La moda sólo conjuga un tiempo verbal, el presente, fugaz y transitorio, donde cada instante dicta su ley y abre el abanico de su oportunidad. Ya lo decía Coco Chanel, que sabía del tema: “La moda se pasa de moda; el estilo, jamás”. El estilo es como el esqueleto humano, apenas cambia con la edad, y sostiene el cuerpo, toda esa maraña de nervios, músculos, como una columna maestra sostiene el edificio. Pero hace tiempo que el estilo dejó de estar de moda, y se hizo obsoleto; y los esqueletos sólo son admirados cuando se encuentran en antiguos sarcófagos.
Ir a la moda significa ir apurando el tiempo, no darle tregua, no darse descanso en busca de lo excelso o, simplemente, de la visibilidad deseada. Uno de los males que aqueja a una parte de nuestra sociedad es el miedo a la invisibilidad, a ser insignificantes, a convertirse en artículos o mercancía prescindible y usada. De ahí el afanoso, y a veces estéril, apego a todo lo que suponga novedad, la necesidad de aferrarse al momento. Quizá el objetivo de toda existencia consista en la búsqueda del reconocimiento, que toda vida sea tomada en consideración y recordada, como lo que fue o quiso ser.

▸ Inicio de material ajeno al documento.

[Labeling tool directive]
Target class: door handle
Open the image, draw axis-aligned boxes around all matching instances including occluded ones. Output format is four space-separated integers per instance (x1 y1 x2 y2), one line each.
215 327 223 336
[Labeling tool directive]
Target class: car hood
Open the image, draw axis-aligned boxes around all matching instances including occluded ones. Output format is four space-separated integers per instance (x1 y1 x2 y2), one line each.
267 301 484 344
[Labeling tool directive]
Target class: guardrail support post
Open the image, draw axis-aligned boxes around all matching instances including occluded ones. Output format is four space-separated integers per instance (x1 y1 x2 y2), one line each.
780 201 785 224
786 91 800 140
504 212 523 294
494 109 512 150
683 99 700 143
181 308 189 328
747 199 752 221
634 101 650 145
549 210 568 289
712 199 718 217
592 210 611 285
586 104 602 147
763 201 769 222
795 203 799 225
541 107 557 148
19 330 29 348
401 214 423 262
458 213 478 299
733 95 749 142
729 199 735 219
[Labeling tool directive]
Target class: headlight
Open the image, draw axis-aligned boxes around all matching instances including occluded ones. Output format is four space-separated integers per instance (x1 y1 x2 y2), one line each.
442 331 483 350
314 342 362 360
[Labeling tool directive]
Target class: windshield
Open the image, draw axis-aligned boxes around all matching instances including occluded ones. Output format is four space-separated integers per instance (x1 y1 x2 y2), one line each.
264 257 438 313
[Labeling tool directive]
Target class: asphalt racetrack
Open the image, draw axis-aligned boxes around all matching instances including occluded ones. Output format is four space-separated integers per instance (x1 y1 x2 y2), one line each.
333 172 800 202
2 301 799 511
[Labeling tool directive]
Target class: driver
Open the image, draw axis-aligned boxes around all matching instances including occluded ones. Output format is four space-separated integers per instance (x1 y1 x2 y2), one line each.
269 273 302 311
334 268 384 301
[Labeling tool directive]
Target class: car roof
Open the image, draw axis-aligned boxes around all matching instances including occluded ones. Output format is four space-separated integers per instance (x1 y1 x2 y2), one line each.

A otros, sin embargo, les asalta el miedo a ser demasiado visibles. Recuerdo que, cuando de niños jugábamos al escondite, cerrábamos los ojos y nos tapábamos la cara, pensando que si nosotros no veíamos, nadie podría hacerlo. Por ello, cambian regularmente de aspecto, de costumbres y de ideas, para no llamar la atención, para no ver nada o no ver demasiado, para que no los confundan con lo que son, y los tomen y acepten, como lo que no son. La moda aúna voluntades y rechaza disensos. No es una cuestión puramente estética, es profundamente moral, porque atañe a las costumbres, a la manera de mirar a los demás y de mirarse. Pero es menos arbitraria de lo que pudiera parecer.
La moda es el presente que se niega a dejar de serlo, es la tentación de lo eterno, la inagotable fuente de la que mana el agua que riega las plantas de la juventud, el aplazamiento del dolor y lo consiguiente, la pírrica victoria sobre el olvido.